Since September 11, 2001 this idea has returned to me over and over: Violence piled upon violence only begets more violence

The use of the word begets is purposeful, in that there is a biblical element to the struggle in the middle east. And as we think back over time we see how none of the retributions conducted for past aggressions managed to prevent future aggressions.

The principle of forgiveness is very well stated by the people in this interview. There is a futility in seeking retribution for some act of violence. Seeking retribution only continues the cycle of violence and it cannot erase the past act of violence. The moving finger having writ the deeds which occur now, move on and no act of Man can undo the truth of what happened in the past.

Consider ... something happens to you .. you seek "justice" and "retribution" .. you get to confront your attacker, smack them around a bit or worse .. and then, what? How do you feel afterwards? Have you managed to erase anything? Or have you instead stooped to the depths to which they sank in attacking you? What does attacking them say about you? Would they feel justified in attacking you again because you attacked them?

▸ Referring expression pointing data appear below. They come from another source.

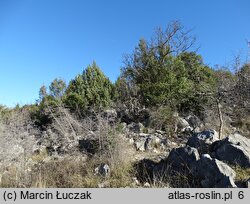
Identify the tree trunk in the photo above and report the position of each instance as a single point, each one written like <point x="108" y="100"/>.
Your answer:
<point x="220" y="119"/>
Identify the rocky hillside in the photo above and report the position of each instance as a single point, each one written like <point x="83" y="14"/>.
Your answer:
<point x="102" y="151"/>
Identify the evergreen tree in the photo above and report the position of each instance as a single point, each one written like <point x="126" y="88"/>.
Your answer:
<point x="91" y="89"/>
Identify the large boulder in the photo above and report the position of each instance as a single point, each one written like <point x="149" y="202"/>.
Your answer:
<point x="194" y="122"/>
<point x="234" y="149"/>
<point x="203" y="140"/>
<point x="213" y="173"/>
<point x="183" y="158"/>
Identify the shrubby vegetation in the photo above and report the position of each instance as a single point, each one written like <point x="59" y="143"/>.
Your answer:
<point x="160" y="79"/>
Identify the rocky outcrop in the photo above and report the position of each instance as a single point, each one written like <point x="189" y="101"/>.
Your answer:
<point x="203" y="140"/>
<point x="234" y="149"/>
<point x="102" y="170"/>
<point x="213" y="173"/>
<point x="183" y="158"/>
<point x="149" y="142"/>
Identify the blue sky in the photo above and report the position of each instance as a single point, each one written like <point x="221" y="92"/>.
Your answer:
<point x="46" y="39"/>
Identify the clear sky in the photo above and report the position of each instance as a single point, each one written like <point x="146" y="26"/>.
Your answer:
<point x="46" y="39"/>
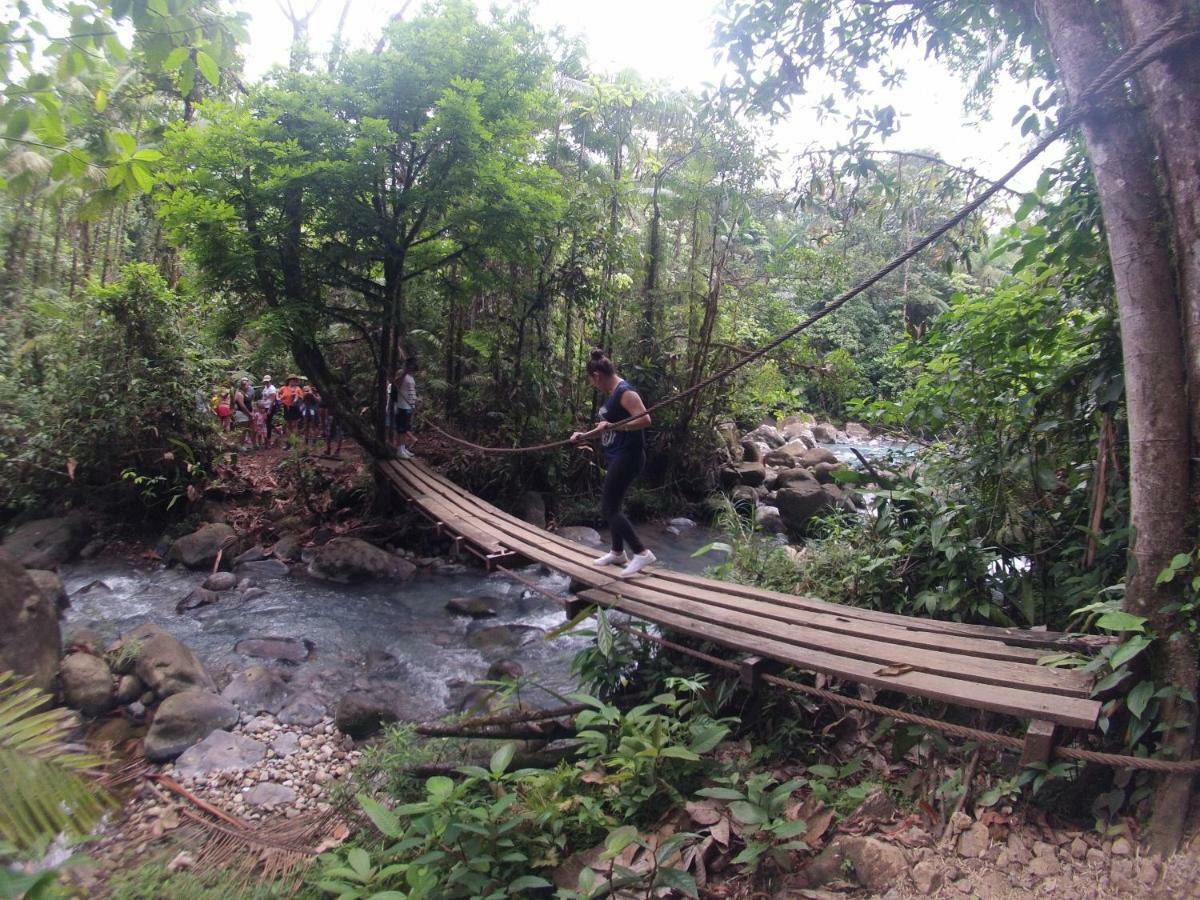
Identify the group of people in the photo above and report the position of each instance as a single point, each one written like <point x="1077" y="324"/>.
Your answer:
<point x="252" y="414"/>
<point x="621" y="424"/>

The continuing Israel and Palestinian war is a huge example of retribution gone awry. They are continually attacking one another over past grievances, and after nearly 60 years of conflict have not been able to resolve anything. An eye for an eye is quickly leaving them all very blind.

Instead forgiveness is a divine process of healing. You begin by realizing the extent of the harm done to you, and then you let go, you give up all thoughts of retribution or repayment.

It is a difficult path to follow. The human ego really wants retribution.